Nessa ponta relatada que mostra a necessidade de mais segurança, muito mais segurança, há também algumas ramificações. Urgências fundamentais, como mais saúde, educação e emprego. Faltam médicos, falta unidade de saúde, falta apoio aos Anjos Socorristas Voluntários, falta verba, falta boa vontade, talvez. Nossa educação clama por melhoria. Tá certo que reconheçamos e louvemos e vinda da FATEPS (Grupo Unis) que nos colocou em outro patamar. Mas faltam professores, remuneração descente, tranquilidade pra eles lecionarem. Faltam vagas em creches. E como se não bastasse ainda temos que assistir, estupefatos, quatro marginais mirins “tocarem o terror”, atearem fogo no Estadual, na educação, em parte fundamental de nossa história. Nem o Ginásio São Luís escapou…

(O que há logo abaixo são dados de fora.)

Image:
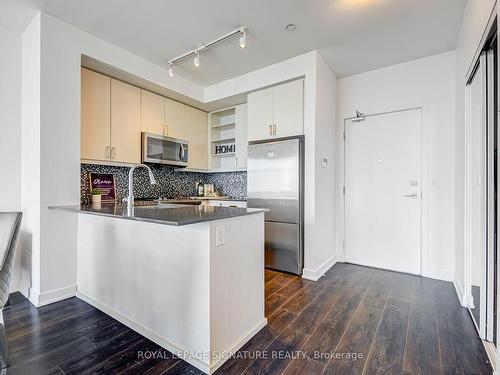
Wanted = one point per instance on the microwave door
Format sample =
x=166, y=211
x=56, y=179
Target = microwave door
x=163, y=150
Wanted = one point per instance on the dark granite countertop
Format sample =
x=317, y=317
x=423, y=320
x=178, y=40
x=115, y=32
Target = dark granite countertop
x=168, y=214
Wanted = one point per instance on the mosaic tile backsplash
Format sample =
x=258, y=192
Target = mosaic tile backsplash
x=169, y=182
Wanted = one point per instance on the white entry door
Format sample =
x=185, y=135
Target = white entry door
x=383, y=191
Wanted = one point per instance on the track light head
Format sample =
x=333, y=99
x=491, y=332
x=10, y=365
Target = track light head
x=197, y=58
x=243, y=39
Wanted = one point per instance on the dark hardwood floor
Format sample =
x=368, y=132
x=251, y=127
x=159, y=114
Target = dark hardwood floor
x=354, y=320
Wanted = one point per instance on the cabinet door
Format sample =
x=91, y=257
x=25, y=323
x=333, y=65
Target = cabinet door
x=95, y=115
x=197, y=136
x=152, y=113
x=289, y=108
x=175, y=124
x=125, y=122
x=260, y=114
x=241, y=136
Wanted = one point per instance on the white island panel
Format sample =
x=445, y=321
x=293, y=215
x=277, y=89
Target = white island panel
x=174, y=285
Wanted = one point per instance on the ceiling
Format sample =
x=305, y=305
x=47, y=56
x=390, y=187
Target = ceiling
x=353, y=36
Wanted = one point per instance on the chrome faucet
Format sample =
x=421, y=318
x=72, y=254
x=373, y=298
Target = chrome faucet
x=130, y=197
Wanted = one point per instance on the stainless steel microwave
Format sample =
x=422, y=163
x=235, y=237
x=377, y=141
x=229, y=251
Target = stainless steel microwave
x=159, y=149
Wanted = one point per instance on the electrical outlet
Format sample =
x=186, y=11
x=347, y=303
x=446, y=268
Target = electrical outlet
x=220, y=235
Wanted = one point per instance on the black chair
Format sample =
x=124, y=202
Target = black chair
x=10, y=224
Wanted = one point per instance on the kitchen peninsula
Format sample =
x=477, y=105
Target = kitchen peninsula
x=176, y=274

Essas faltas não são de hoje, foi sempre assim. Mas esses excessos, como a violência que chega às salas de aula é novidade.
E empregos minha gente? Muitos ainda recorrem à Varginha. Pegam essa rodovia da morte todo santo dia. A tal terceira faixa só ganha força em épocas eleitoreiras. Vão e vem em busca do pão e do conhecimento. Muitos ficam pelo caminho, adubando o asfalto da MG 167 com o próprio sangue. O café continua sendo vital, mas a mecanização e as dificuldades econômicas do país não deixam que novas vagas na lavoura se abram abundantemente. A dependência do café, como continua existindo nos dias de hoje, é cruel. Em épocas de colheita o dinheiro circula um pouco mais. O comércio respira. Fora dela, é arrocho. Temos tanto pra crescer, quantas possibilidades que não são aproveitadas devidamente. Gerar emprego aqui já é uma questão humanitária, um resgate da dignidade de muitos pais de família e de jovens que anseiam pelo primeiro emprego, fugindo do lado b, o lado marginal dos becos escuros onde explode a violência.

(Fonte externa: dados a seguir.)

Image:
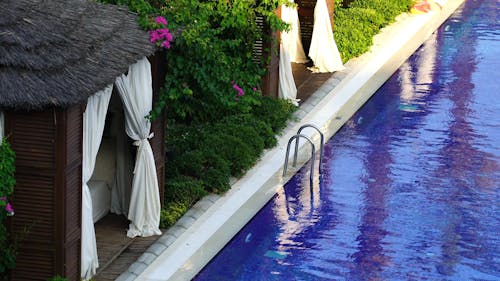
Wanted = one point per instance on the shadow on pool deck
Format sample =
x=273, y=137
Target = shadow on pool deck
x=117, y=252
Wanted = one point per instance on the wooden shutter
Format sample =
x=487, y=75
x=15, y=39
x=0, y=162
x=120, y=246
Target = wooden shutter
x=47, y=195
x=267, y=50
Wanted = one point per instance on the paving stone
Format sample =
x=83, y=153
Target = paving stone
x=137, y=268
x=156, y=249
x=203, y=205
x=126, y=276
x=147, y=258
x=212, y=197
x=166, y=239
x=186, y=221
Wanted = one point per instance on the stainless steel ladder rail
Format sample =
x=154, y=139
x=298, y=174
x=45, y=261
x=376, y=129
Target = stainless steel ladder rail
x=322, y=139
x=313, y=154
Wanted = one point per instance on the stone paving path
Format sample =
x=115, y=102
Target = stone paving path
x=133, y=256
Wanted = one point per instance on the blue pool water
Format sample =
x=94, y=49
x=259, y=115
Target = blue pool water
x=411, y=184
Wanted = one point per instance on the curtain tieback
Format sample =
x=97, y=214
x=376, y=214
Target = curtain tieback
x=139, y=142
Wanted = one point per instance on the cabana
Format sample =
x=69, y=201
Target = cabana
x=75, y=74
x=310, y=22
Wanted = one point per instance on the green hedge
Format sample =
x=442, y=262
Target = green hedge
x=201, y=158
x=358, y=21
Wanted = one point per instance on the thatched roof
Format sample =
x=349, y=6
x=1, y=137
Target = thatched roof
x=58, y=52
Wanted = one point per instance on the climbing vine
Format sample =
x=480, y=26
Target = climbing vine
x=7, y=182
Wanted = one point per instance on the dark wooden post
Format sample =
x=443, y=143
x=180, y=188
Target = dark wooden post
x=158, y=72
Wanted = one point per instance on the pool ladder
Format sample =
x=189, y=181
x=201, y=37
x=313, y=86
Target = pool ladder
x=296, y=137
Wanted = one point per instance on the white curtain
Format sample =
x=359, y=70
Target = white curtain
x=94, y=118
x=291, y=39
x=122, y=186
x=323, y=50
x=286, y=87
x=137, y=95
x=1, y=126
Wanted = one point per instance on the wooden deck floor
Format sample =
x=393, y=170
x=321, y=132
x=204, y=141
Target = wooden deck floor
x=117, y=252
x=307, y=82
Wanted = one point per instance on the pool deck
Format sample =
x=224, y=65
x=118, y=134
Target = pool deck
x=188, y=246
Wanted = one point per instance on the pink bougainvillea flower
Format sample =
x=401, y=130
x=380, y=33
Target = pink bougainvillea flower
x=155, y=35
x=165, y=44
x=9, y=209
x=238, y=89
x=161, y=20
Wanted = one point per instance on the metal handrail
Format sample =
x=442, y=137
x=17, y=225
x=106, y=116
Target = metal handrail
x=322, y=139
x=313, y=154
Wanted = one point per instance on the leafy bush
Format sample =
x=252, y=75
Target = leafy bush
x=171, y=213
x=8, y=247
x=357, y=21
x=203, y=157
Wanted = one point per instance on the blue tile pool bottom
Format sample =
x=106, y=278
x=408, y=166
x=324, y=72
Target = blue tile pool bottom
x=410, y=185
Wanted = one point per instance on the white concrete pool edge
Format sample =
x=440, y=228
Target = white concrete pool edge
x=201, y=241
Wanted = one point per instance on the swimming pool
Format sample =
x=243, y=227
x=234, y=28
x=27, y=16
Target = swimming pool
x=410, y=185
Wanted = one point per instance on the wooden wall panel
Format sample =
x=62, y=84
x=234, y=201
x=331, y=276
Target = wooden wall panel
x=47, y=195
x=32, y=137
x=267, y=48
x=69, y=190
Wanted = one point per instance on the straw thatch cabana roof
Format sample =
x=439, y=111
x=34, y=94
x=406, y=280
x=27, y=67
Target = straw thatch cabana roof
x=58, y=52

Mas somos um povo de esperança, talento e de fé.
Por isso a terceira ponta, o fio da navalha, nos mostra ainda um povo religioso, que se agarra na figura de Padre Victor, seu Anjo Tutelar.
O trespontano é, por si só, solidário. Gosta de ajudar, estender a mão e servir um bom café com pão de queijo. Gosta de contar seus “causos” e só peca quando se mete demais na vida do outro, defeito comum nas pequenas cidades onde o umbigo alheio salta pela língua áspera e ganha contornos de fofoca nas esquinas e rodas de conversa.

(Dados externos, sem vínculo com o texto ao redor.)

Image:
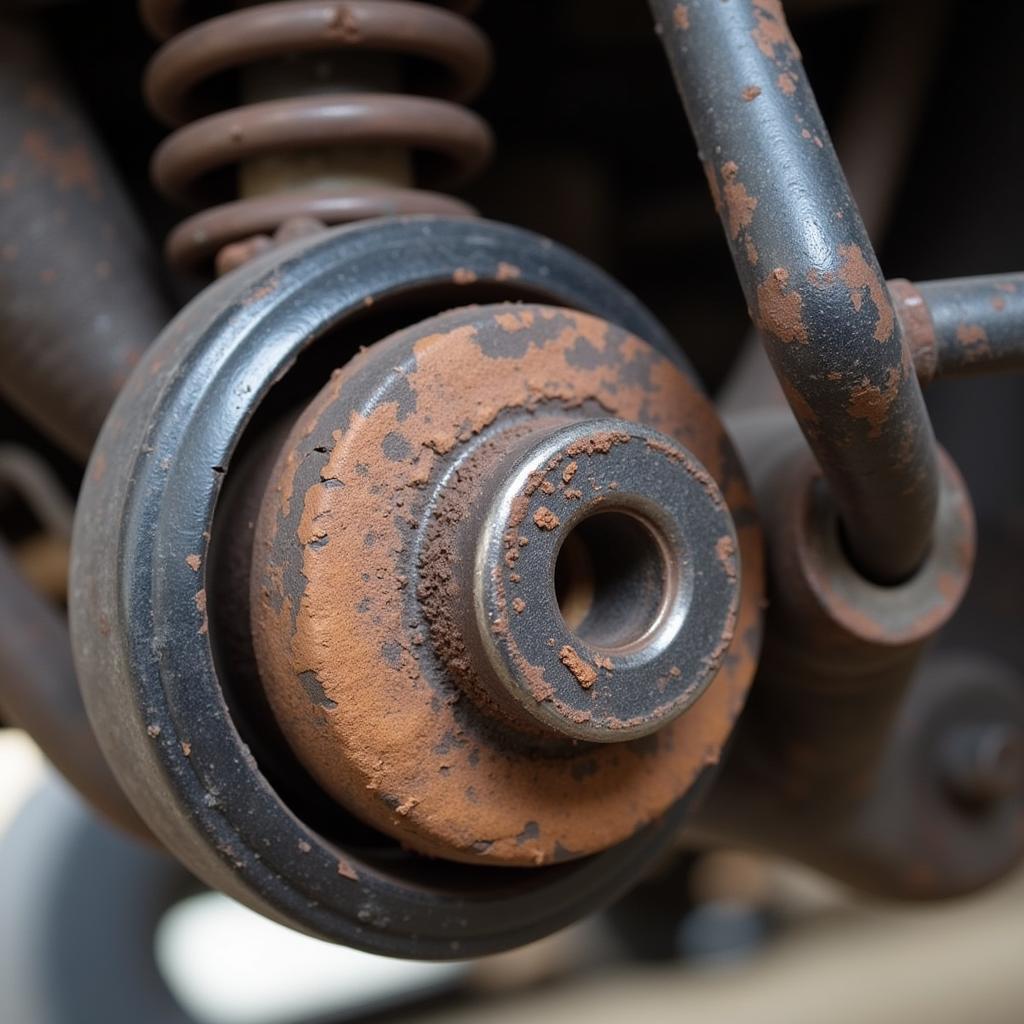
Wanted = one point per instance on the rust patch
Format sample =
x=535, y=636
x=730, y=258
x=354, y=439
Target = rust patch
x=716, y=193
x=739, y=204
x=867, y=401
x=859, y=278
x=918, y=329
x=201, y=608
x=771, y=31
x=346, y=870
x=725, y=550
x=507, y=271
x=544, y=518
x=370, y=624
x=779, y=308
x=974, y=342
x=585, y=673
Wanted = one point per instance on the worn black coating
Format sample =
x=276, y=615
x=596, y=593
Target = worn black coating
x=39, y=693
x=78, y=300
x=82, y=905
x=694, y=590
x=808, y=271
x=979, y=324
x=138, y=615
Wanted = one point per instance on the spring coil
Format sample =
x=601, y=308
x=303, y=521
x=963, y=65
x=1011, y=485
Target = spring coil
x=180, y=89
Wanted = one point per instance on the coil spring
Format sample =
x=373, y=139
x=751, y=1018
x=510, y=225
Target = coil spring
x=181, y=82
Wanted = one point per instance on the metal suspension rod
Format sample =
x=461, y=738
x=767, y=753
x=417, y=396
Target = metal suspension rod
x=807, y=268
x=963, y=327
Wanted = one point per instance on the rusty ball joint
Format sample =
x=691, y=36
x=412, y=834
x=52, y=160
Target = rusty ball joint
x=485, y=591
x=370, y=715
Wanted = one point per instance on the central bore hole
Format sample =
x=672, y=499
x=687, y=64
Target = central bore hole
x=611, y=581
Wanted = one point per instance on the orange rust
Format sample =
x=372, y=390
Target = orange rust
x=858, y=278
x=916, y=327
x=779, y=308
x=71, y=167
x=786, y=81
x=585, y=673
x=348, y=631
x=872, y=403
x=716, y=193
x=201, y=607
x=739, y=204
x=507, y=271
x=771, y=31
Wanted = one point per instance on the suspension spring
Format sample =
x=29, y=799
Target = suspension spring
x=325, y=112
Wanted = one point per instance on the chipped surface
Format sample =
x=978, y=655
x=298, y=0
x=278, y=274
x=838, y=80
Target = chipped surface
x=356, y=616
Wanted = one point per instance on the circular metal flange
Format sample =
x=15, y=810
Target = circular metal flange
x=614, y=636
x=142, y=639
x=367, y=627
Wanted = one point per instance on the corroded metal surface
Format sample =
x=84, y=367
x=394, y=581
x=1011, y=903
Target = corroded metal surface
x=157, y=690
x=79, y=301
x=843, y=759
x=305, y=125
x=809, y=274
x=355, y=572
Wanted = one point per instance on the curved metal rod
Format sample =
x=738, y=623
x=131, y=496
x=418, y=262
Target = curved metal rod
x=963, y=327
x=79, y=302
x=39, y=693
x=808, y=271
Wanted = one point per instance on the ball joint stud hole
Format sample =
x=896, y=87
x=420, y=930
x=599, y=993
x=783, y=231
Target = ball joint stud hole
x=613, y=581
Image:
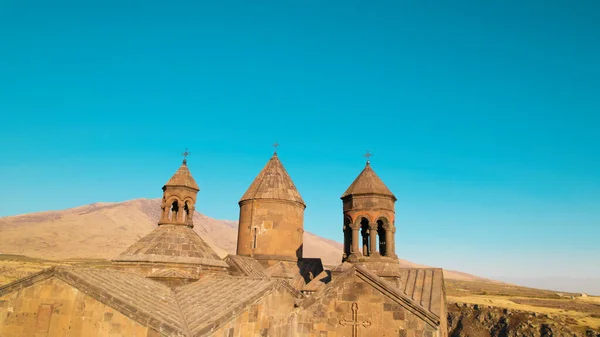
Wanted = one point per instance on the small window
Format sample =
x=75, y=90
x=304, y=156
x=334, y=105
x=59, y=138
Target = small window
x=254, y=237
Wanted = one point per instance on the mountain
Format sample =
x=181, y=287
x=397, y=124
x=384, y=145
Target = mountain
x=103, y=230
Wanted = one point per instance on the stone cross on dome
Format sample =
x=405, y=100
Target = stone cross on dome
x=368, y=155
x=185, y=154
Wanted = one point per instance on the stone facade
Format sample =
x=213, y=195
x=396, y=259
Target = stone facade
x=271, y=226
x=171, y=283
x=54, y=308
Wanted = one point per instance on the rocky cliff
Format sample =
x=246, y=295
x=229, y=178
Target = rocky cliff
x=485, y=321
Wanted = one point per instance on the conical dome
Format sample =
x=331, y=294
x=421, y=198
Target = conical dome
x=273, y=182
x=183, y=177
x=368, y=182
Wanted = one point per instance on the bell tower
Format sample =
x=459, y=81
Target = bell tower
x=179, y=198
x=369, y=216
x=271, y=225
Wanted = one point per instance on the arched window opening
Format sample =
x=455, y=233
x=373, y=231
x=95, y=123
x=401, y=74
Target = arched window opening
x=347, y=237
x=186, y=212
x=254, y=237
x=381, y=233
x=174, y=211
x=364, y=226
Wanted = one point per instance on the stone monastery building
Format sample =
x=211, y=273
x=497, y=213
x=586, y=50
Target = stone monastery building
x=171, y=282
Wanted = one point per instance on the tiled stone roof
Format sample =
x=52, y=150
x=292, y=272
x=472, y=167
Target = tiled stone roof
x=183, y=177
x=368, y=182
x=172, y=244
x=212, y=301
x=423, y=296
x=143, y=300
x=319, y=282
x=245, y=266
x=298, y=273
x=273, y=182
x=195, y=309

Temos no DNA o talento. Talento dos artesãos, dos artistas em várias esferas e, principalmente, na música. Ah como a música nos faz bem, fala bem de nós lá fora. Nos representa dignamente nas vozes de Bituca, Wagner e tantos outros.
Três Pontas é uma cidade linda, muitas belezas naturais, igrejas majestosas, gente lutadora, comércio forte, bares aconchegantes. Um município encantador que nos fascina a cada dia.
Enfim, na celebração dos 159 anos, contados como ninguém pelo historiador Paulo Costa Campos (que merece nosso reconhecimento), percebemos sim que as três pontas da lâmina estão afiadíssimas. Mas que se corte apenas o que é ruim: a inveja, o ódio, a maledicência e a hipocrisia. Já os sonhos, a bondade, o progresso e os sorrisos brotem a cada dia. Brilhem no céu por trás daquela serra.
E que a felicidade extrema seja hoje, apenas, a ponta do iceberg.